Stents are generally cylindrical shaped devices that are radially expandable to hold open a segment of a blood vessel or other anatomical lumen after implantation into the body lumen. Stents have been developed with coatings to deliver drugs or other therapeutic agents.
Stents are used in conjunction with balloon catheters in a variety of medical therapeutic applications including intravascular angioplasty. For example, a balloon catheter device is inflated during PTCA (percutaneous transluminal coronary angioplasty) to dilate a stenotic blood vessel. The stenosis may be the result of a lesion such as a plaque or thrombus. After inflation, the pressurized balloon exerts a compressive force on the lesion thereby increasing the inner diameter of the affected vessel. The increased interior vessel diameter facilitates improved blood flow. Soon after the procedure, however, a significant proportion of treated vessels re-narrow.
To prevent restenosis, short flexible cylinders, or stents, constructed of metal or various polymers are implanted within the vessel to maintain lumen size. The stents acts as a scaffold to support the lumen in an open position. Various configurations of stents include a cylindrical tube defined by a mesh, interconnected stents or like segments. Some exemplary stents are disclosed in U.S. Pat. No. 5,292,331 to Boneau, U.S. Pat. No. 6,090,127 to Globerman, U.S. Pat. No. 5,133,732 to Wiktor, U.S. Pat. No. 4,739,762 to Palmaz and U.S. Pat. No. 5,421,955 to Lau. Balloon-expandable stents are mounted on a collapsed balloon at a diameter smaller than when the stents are deployed. Stents can also be self-expanding, growing to a final diameter when deployed without mechanical assistance from a balloon or like device.

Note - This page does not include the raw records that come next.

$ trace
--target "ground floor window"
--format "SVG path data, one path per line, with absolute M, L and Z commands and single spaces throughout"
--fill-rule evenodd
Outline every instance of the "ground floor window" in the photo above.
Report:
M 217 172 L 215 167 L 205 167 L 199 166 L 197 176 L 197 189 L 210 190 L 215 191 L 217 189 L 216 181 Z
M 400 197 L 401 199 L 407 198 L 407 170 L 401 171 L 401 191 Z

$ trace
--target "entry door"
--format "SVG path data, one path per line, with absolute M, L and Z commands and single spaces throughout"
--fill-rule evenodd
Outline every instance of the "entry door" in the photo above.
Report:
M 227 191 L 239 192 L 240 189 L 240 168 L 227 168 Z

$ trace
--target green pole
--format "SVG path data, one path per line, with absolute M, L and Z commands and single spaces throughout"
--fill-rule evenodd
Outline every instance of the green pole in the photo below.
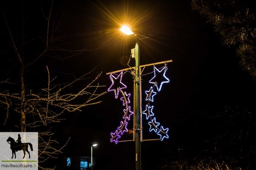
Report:
M 136 170 L 140 170 L 140 53 L 139 43 L 135 44 L 135 143 L 136 143 Z

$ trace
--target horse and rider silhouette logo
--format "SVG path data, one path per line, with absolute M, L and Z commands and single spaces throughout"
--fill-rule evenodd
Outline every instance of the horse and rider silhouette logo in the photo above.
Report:
M 16 141 L 13 138 L 12 138 L 11 136 L 9 136 L 7 140 L 6 140 L 6 142 L 10 145 L 10 148 L 12 153 L 12 156 L 11 158 L 12 159 L 13 158 L 13 154 L 14 153 L 14 156 L 15 156 L 15 158 L 14 158 L 16 159 L 16 152 L 17 152 L 18 150 L 23 150 L 23 153 L 24 153 L 23 158 L 22 158 L 23 159 L 24 159 L 25 157 L 26 151 L 29 154 L 29 158 L 30 158 L 30 153 L 29 151 L 29 146 L 31 151 L 32 151 L 33 146 L 32 144 L 28 142 L 21 142 L 21 138 L 20 137 L 20 135 L 19 133 L 18 134 L 18 139 Z

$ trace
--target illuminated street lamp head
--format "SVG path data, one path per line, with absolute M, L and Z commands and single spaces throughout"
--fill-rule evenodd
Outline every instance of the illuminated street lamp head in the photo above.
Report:
M 124 33 L 127 35 L 133 34 L 134 33 L 131 31 L 130 28 L 127 26 L 123 26 L 120 30 Z

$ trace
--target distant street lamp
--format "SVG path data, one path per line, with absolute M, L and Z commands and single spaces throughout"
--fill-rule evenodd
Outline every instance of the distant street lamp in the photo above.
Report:
M 127 26 L 123 26 L 120 30 L 127 35 L 131 35 L 134 33 L 131 31 L 129 27 Z M 139 53 L 139 43 L 136 41 L 135 43 L 135 150 L 136 150 L 136 170 L 140 170 L 140 53 Z
M 97 144 L 93 144 L 92 145 L 92 146 L 91 147 L 91 168 L 92 169 L 93 169 L 93 147 L 94 147 L 94 146 L 97 146 Z

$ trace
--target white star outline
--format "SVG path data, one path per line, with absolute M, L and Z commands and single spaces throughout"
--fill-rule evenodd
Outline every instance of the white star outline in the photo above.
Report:
M 153 108 L 154 106 L 150 106 L 148 105 L 146 105 L 146 110 L 143 111 L 142 113 L 146 115 L 146 119 L 147 120 L 148 119 L 148 118 L 151 118 L 151 116 L 154 115 L 152 111 Z
M 156 84 L 156 86 L 157 86 L 157 91 L 160 91 L 161 90 L 161 89 L 162 88 L 162 86 L 163 85 L 163 83 L 166 83 L 170 82 L 170 80 L 169 79 L 168 79 L 165 75 L 166 72 L 166 71 L 167 70 L 167 67 L 165 66 L 161 70 L 158 70 L 157 69 L 157 68 L 155 67 L 154 67 L 154 76 L 152 79 L 151 79 L 150 80 L 149 80 L 149 83 L 153 83 L 153 84 L 155 83 L 155 82 L 152 82 L 151 81 L 157 76 L 157 75 L 156 75 L 156 70 L 159 73 L 161 73 L 161 72 L 162 72 L 162 71 L 163 71 L 164 70 L 164 71 L 163 72 L 163 77 L 166 79 L 166 81 L 165 81 L 161 82 L 160 87 L 158 87 L 158 85 L 157 83 Z
M 154 117 L 151 122 L 148 122 L 148 125 L 150 126 L 149 128 L 149 131 L 151 132 L 152 130 L 154 130 L 155 132 L 157 132 L 159 129 L 157 128 L 157 126 L 160 124 L 160 123 L 156 122 L 156 118 Z
M 151 87 L 149 90 L 148 91 L 145 91 L 145 93 L 147 95 L 145 100 L 149 100 L 152 102 L 154 102 L 153 97 L 154 95 L 157 94 L 157 92 L 155 92 L 154 91 L 153 87 Z M 152 93 L 153 94 L 153 95 L 152 95 Z
M 163 141 L 164 138 L 166 138 L 166 139 L 169 138 L 169 136 L 167 134 L 169 130 L 169 128 L 166 128 L 166 129 L 164 129 L 162 126 L 161 126 L 161 129 L 157 133 L 157 135 L 160 135 L 160 140 L 161 141 Z

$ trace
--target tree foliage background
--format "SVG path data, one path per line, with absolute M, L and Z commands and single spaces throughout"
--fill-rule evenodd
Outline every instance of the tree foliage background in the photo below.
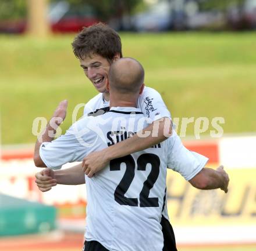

One problem in the manufacture of drug coated and/or drug eluting stents is the delicacy of the drugs. Many drugs used with stents degrade or lose biological activity when exposed to high temperatures. This has limited the number and type of drugs available for treatment of conditions such as inflammation and restenosis. One approach has been to apply or incorporate the drug at room temperature. Unfortunately, room temperature solutions of drug and polymer fail to adhere to the stent. The drug coming off the stent can migrate to undesirable locations in the body, can create uncertainty in the delivered dosage, and can contaminate personnel handling the stents. The drug can also come off during the manufacturing process.
Additionally, concern over the long-term effects of stents in the body has led to experimentation with bioabsorbable stents, i.e., stents that are absorbed by the body after deployment. Materials used for bioabsorbable stents have included bioabsorbable metals. Unfortunately, the materials used to date have failed to produce satisfactory results. A bioabsorbable stent needs to seal any dissection and provide scaffolding to prevent wall recoil until such scaffolding is no longer needed. A metal bioabsorbable stent such as one made of magnesium lasts a few weeks after deployment in a vessel, but should be present for several months to prevent wall recoil. With the stent gone prematurely, the vessel is reduced in diameter, making the treatment ineffective.
It would be desirable to have a system of and method for stent manufacture that would overcome the above disadvantages.